Canonical discriminant analysis indicated significant differences in the first (p < 0.001) and second (p = 0.034) discriminant functions based on the concentration of elements. The scatterplot of discriminant scores showed the separation of the urban and the two rural ponds based on the elemental concentrations of toe bones (Table 2). Of the samples, 86.1% was classified correctly (Fig. 3). A significant positive correlation was found between the first discriminant function and the measured elements (Ca and P). This correlation indicated that the elemental concentrations were significantly higher at the rural ponds. In the case of B and Zn, the correlations were positive with the second functions, so there were smaller amounts of these elements in the toe bones from the rural ponds than the urban one. The Mg concentration was negatively correlated with the second function.

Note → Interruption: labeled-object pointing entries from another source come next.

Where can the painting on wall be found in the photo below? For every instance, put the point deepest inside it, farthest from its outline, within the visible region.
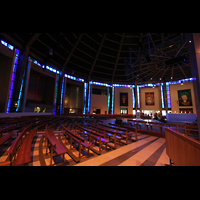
(184, 97)
(123, 99)
(149, 99)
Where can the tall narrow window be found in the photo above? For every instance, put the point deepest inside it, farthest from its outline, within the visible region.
(12, 79)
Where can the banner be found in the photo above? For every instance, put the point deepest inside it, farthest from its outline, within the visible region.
(149, 98)
(123, 99)
(184, 97)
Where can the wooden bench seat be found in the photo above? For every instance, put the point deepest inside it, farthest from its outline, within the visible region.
(6, 163)
(54, 144)
(121, 132)
(82, 143)
(6, 129)
(24, 153)
(13, 148)
(95, 136)
(110, 134)
(130, 135)
(7, 137)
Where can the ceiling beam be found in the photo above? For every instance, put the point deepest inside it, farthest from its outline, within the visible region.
(97, 55)
(119, 51)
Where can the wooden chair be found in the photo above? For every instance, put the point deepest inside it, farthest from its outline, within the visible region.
(54, 144)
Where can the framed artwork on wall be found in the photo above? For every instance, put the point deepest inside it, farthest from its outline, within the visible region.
(184, 97)
(149, 99)
(123, 99)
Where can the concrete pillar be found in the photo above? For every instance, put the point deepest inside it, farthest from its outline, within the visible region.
(194, 52)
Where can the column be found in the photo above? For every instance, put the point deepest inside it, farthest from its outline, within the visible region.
(194, 52)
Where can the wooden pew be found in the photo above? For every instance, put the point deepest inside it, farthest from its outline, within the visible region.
(124, 133)
(110, 134)
(95, 136)
(54, 144)
(156, 125)
(13, 148)
(172, 126)
(6, 163)
(6, 129)
(7, 137)
(129, 129)
(181, 149)
(24, 153)
(78, 139)
(193, 129)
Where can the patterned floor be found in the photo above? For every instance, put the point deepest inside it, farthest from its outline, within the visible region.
(147, 151)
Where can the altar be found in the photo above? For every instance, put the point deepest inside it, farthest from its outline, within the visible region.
(182, 117)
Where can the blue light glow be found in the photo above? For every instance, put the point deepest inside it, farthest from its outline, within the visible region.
(12, 79)
(113, 99)
(133, 95)
(108, 100)
(138, 96)
(56, 94)
(98, 83)
(89, 94)
(8, 45)
(168, 95)
(62, 95)
(162, 95)
(85, 96)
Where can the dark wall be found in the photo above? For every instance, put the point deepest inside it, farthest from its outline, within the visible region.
(5, 70)
(74, 96)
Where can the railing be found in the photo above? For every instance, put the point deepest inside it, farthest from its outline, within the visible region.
(181, 149)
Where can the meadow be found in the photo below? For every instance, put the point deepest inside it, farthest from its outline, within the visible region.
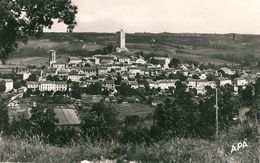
(174, 150)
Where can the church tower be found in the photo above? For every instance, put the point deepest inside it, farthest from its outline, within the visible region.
(52, 58)
(120, 39)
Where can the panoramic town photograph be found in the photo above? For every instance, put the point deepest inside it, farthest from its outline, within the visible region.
(107, 81)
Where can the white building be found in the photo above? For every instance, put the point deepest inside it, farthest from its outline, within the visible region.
(25, 74)
(240, 82)
(75, 76)
(166, 84)
(48, 85)
(53, 86)
(9, 84)
(228, 71)
(223, 81)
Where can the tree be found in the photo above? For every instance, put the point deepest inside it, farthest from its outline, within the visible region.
(100, 122)
(20, 19)
(4, 120)
(2, 87)
(248, 94)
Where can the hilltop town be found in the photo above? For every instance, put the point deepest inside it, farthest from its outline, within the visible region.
(118, 77)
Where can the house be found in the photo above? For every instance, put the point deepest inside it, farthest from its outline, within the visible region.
(24, 74)
(200, 83)
(9, 84)
(89, 71)
(134, 70)
(59, 65)
(133, 84)
(163, 61)
(67, 118)
(14, 104)
(102, 70)
(53, 86)
(63, 73)
(152, 84)
(123, 59)
(109, 85)
(228, 71)
(47, 85)
(223, 81)
(140, 61)
(166, 84)
(32, 85)
(104, 59)
(91, 98)
(75, 76)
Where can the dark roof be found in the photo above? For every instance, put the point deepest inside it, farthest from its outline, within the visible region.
(66, 117)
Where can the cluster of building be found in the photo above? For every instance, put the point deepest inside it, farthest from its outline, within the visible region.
(105, 69)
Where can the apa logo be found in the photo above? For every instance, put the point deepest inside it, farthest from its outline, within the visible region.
(238, 146)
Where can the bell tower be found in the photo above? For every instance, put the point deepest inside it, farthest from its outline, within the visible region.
(52, 58)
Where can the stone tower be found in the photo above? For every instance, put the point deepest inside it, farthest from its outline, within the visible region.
(52, 58)
(121, 41)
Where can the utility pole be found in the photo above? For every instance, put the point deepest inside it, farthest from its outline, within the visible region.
(216, 107)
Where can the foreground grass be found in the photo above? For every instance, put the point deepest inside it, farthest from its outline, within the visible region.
(177, 150)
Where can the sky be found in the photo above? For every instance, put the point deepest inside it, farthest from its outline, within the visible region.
(176, 16)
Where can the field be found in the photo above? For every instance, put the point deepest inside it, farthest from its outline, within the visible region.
(130, 109)
(175, 150)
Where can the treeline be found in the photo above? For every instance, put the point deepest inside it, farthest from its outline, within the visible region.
(248, 60)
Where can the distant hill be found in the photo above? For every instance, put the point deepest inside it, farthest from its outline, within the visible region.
(207, 48)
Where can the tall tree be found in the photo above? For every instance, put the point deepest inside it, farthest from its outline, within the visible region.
(20, 19)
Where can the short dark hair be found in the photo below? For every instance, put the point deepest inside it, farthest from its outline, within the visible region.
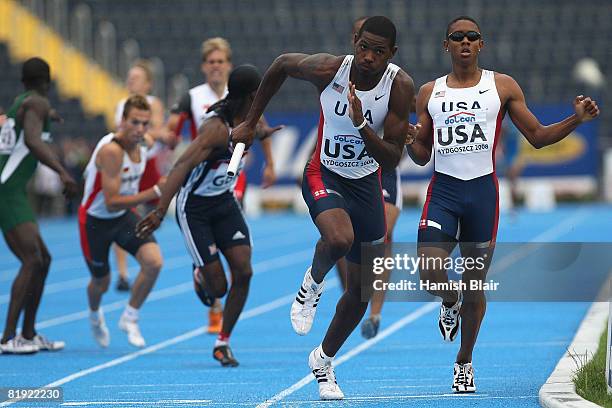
(243, 81)
(380, 25)
(454, 20)
(135, 102)
(35, 71)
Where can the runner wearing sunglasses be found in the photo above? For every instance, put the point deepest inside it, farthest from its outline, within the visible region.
(460, 116)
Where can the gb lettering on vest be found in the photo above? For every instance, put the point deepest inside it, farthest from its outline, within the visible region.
(461, 131)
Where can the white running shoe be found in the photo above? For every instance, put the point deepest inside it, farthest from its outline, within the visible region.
(304, 306)
(448, 321)
(100, 331)
(133, 331)
(463, 378)
(45, 344)
(18, 345)
(325, 376)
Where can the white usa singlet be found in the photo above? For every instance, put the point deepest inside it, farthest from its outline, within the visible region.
(466, 126)
(131, 172)
(342, 148)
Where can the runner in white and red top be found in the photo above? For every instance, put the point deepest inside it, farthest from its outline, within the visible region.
(460, 116)
(106, 216)
(360, 95)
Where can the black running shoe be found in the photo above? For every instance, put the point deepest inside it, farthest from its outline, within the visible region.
(198, 285)
(224, 355)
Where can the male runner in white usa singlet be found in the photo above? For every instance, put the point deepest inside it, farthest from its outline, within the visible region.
(341, 184)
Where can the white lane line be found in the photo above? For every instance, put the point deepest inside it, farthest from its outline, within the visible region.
(258, 268)
(550, 234)
(421, 311)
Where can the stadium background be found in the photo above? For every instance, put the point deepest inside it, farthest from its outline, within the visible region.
(554, 49)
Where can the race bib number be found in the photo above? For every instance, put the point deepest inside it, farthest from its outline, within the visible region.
(8, 137)
(461, 133)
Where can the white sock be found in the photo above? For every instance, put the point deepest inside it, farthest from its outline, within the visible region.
(95, 315)
(130, 313)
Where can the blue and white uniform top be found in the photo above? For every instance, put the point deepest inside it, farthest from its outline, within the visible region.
(93, 197)
(466, 127)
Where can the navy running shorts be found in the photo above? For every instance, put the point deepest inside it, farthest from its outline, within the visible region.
(210, 225)
(97, 235)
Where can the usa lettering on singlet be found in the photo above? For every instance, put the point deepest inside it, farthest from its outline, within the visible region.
(202, 98)
(466, 125)
(342, 149)
(131, 172)
(121, 105)
(210, 178)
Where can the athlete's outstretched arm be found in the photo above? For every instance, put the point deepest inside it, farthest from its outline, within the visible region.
(388, 150)
(213, 134)
(420, 149)
(537, 134)
(36, 110)
(318, 69)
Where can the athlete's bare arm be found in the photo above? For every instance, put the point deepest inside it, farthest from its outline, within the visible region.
(538, 135)
(109, 162)
(420, 150)
(34, 110)
(318, 69)
(213, 134)
(388, 150)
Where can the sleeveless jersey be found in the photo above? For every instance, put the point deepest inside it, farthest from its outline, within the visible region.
(17, 164)
(342, 150)
(121, 105)
(202, 98)
(209, 178)
(131, 172)
(466, 126)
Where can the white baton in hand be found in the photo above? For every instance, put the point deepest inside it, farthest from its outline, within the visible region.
(235, 160)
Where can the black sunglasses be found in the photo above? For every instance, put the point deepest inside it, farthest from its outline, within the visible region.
(458, 36)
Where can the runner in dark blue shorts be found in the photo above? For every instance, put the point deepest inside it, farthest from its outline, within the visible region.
(460, 116)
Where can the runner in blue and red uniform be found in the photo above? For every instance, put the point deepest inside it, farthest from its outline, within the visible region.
(460, 116)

Significant differences were found between the urban and rural ponds (p < 0.05) in the case of all measured elements. The concentrations of Ca, P and Mg were significantly higher in the toe bones from the rural ponds (p < 0.001); no significant differences were detected between the two rural sites in this respect (p > 0.05). On the other hand, the concentration of B markedly differed only between the rural ponds (p < 0.05). Zn concentration was the highest at the urban pond, which significantly differed from only one of the rural ponds (p < 0.05). Detailed results of the statistical analysis are shown in Table 3.
Discussion
The usual composition of bones includes 70% minerals, 20% collagen, 8% water and about 2% non-collagenous components (Klepinger 1984). Similar to an earlier study (Oudadesse et al. 2004), our results showed Ca, P and Mg to be the main elements in the bones. Ca and P, the main components in hydroxyapatite, are known to be of at most importance (Janus et al. 2008). Smaller Ca and P concentrations cause smaller hydroxyapatite content in the bones. Although physiological differences were not found in the toe bones, decreasing hydroxyapatite content may cause more porous structure in the bones (Janus et al. 2008). Zn is one of the microelements which are retained in terrestrial metamorphosis (Unrine et al. 2007); thus, Zn may also be monitored in adult amphibians. Our results showed a significantly higher Zn concentration at the urban pond than at one of the rural ponds. Similar differences were also reported by Flyaks and Borkin (2004) and Stolyar et al. (2008), whilst Pavel and Kucera (1986) did not find considerable differences in Zn concentrations between Rana esculenta from urban and rural ponds.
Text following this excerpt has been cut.